Comments on: Minimum lengths for usernames. Wtf?!

By: Yeyui

Yeyui — Tue, 12 Jan 2010 18:17:35 +0000

Glad to read your rant. Now I don’t have to repeat it. I have used the same username since my first days on the internet 14 or so years ago. Until the last couple years, Yeyui consistently and uniquely pointed to me. (There are now up to two people in Asia using the same handle) It always irks me when some site or service (today it is Skype) tells me my name isn’t good (meaning long) enough for them.

By: Roy Leban

Roy Leban — Fri, 21 Nov 2008 20:06:46 +0000

Let’s assume the spam issue is a valid point. Given that, I think it’s better to warn users than to block them.

The general result of policies like this is to hurt users, not to help them. Scott’s read my post on password policies already, but here’s a link for the rest of you:

http://www.thisuser.com/2008/07/stupid-password-policies.html

By: Scott Blomquist

Scott Blomquist — Fri, 21 Nov 2008 06:53:16 +0000

Sure–but the cost of having my banking password guessed is much higher than the cost of getting a few more spams because someone guessed my username.

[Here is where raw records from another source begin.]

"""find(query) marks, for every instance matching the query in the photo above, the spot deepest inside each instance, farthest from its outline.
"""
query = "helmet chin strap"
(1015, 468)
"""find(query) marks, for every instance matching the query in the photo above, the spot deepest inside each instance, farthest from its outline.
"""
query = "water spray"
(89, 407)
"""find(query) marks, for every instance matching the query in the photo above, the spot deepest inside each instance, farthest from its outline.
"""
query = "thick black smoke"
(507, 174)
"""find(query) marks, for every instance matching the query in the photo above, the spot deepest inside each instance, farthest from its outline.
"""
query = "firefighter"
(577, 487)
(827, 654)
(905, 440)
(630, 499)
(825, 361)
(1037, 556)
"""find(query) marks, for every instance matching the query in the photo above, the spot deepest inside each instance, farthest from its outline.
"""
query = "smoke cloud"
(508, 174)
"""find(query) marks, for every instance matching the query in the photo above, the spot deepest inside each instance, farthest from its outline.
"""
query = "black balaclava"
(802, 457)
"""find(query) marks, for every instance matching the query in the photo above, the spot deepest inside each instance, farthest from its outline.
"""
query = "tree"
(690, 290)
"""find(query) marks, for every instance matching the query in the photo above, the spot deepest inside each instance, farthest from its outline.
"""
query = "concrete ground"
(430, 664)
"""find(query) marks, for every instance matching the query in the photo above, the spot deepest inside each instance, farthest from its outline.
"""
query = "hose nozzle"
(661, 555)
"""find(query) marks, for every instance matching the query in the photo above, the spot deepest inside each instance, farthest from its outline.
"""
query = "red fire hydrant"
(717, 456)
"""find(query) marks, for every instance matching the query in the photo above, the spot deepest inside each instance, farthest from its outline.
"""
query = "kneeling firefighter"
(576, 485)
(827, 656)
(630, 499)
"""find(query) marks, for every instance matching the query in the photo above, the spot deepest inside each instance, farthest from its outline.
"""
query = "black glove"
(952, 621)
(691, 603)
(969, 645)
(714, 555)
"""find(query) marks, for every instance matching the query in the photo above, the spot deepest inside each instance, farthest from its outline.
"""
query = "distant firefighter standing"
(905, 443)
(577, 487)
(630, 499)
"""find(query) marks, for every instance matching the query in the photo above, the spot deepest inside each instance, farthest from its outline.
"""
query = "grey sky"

I guess I’m saying even now that I understand the downside here, it seems better to me to get more spam than to have to choose a less desirable username that I’m likely to forget all the time. Especially when you consider that I don’t care at all about my Zoho inbox. (I didn’t even realize I had one.)

By: Aravind

Aravind — Fri, 21 Nov 2008 06:27:05 +0000

Hmm, it’s a compromise. I can equate this with password security rules. For example, my office and my bank both have this rule – that you have to choose a password with capital letters and numbers in them and should be of minimum 8 characters. And the password has to be changed every 14 days. To top this, the system won’t allow you to choose from the past 3 passwords you’ve used.

Google’s take on this :
http://mail.google.com/support/bin/answer.py?answer=7993&topic=12777

By: Scott Blomquist

Scott Blomquist — Fri, 21 Nov 2008 06:12:30 +0000

Aravind, I totally buy your spam claim, but is forcing me to create a username that I won’t remember the best way to defend me from spam?

By: Aravind

Aravind — Fri, 21 Nov 2008 06:00:06 +0000

Scott : It’s been found that short user names receive significantly more spam since they’re easy to automatically generate. So, the longer your user name & more uncommon it is, the better your chances against getting hit by spam.

And yeah, at Zoho, we try our best to listen and respond to our users

By: R.Rajkumar

R.Rajkumar — Fri, 21 Nov 2008 05:02:17 +0000

*I want to believe that when Zoho tells me that I need to use 6 characters, it’s for some reason other than “the developer who wrote that validation code picked 6 arbitrarily”. But I can’t for the life of me imagine what the other, better reason might be.*

I do have a 4 letter login name at Zoho; but I had signed up a long time ago – not sure when this came into effect.

*I know that neither the Zoho developers nor the Picasa eveloeprs are likely to read my meager blog rant.*

Zoho developers do read blogs about Zoho and I am sure they will find you soon. But, I am not sure if they would come up with convincing reason, for the “6 to 30″ limit.